Friday, January 21

Naturalist Edward O. Wilson, ‘the lord of the ants’, dies at 92

Edward O. Wilson, biologist, naturalist and one of the most influential thinkers of our time, has died at the age of 92 in the city of Burlington in Massachusetts (USA). He was known as “Darwin’s natural heir” and affectionately “the lord of the ants” for his pioneering work as an entomologist.

The Foundation that bears his name has reported his death this past Sunday, December 26. EO Wilson (Alabama, 1929 – Massachusetts 2021), was an honorary doctorate from 40 universities, had received the National Medal of Science (United States), the International Prize for Biology (Japan) and the Crafoord Prize from the Royal Swedish Academy of Sciences, among other 130 recognitions to his career. In Spain, it was awarded the BBVA Foundation Frontiers of Knowledge Award in the category of Ecology and Conservation Biology in 2011.

“It would be difficult to underestimate Ed’s scientific achievements, but his impact extends to all facets of society. He was a true visionary with a unique ability to inspire and galvanize. He articulated, perhaps better than anyone, what it means to be human. His contagious curiosity and creativity have shaped the lives of many people, including my own, and I feel fortunate to have called him a friend, “said David J. Prend, Chairman of the Board of Directors of the EO Wilson Foundation for Biodiversity.

Emeritus Professor at Harvard University, from a very young age he cultivated his love for nature in the marshes and forests of Alabama and in Rock Creek Park in Washington DC He studied at the University of Alabama and, later, at Harvard University where he doctorate in entomology in 1955.

He participated in various expeditions to Cuba, Mexico, the South Pacific, Australia, Fiji, Sri Lanka and later Mozambique. In the 1960s he teamed up with the mathematician and ecologist Robert MacArthur to develop the theory of the equilibrium of species, which resulted in the book The Theory of Insular Biogeography, which has become a standard ecology text and the basis of the scientific principle of “balance of species”.

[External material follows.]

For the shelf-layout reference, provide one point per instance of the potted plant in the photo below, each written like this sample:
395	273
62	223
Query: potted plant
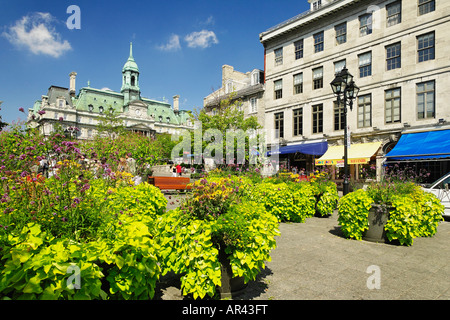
391	211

In 1978 he won his first Pulitzer Prize for publishing On human nature, which dealt with the role of biology in the evolution of human culture. In 1990 the second prize in non-fiction would arrive for Las ants, written with Bert Hölldobler. In 1994 he would publish his autobiography The Naturalist.

“I have thought about what the study of the social behavior of ants can contribute to the study of human behavior since I began to formulate the discipline of Sociobiology, in the seventies. Ants are the animals that have the most complex social structure, apart from us. His study has had an enormous influence on the study of human behavior, “stated Wilson upon receiving the FBBVA Award. “When we have sufficiently unified certain knowledge, we will understand who we are and why we are here.”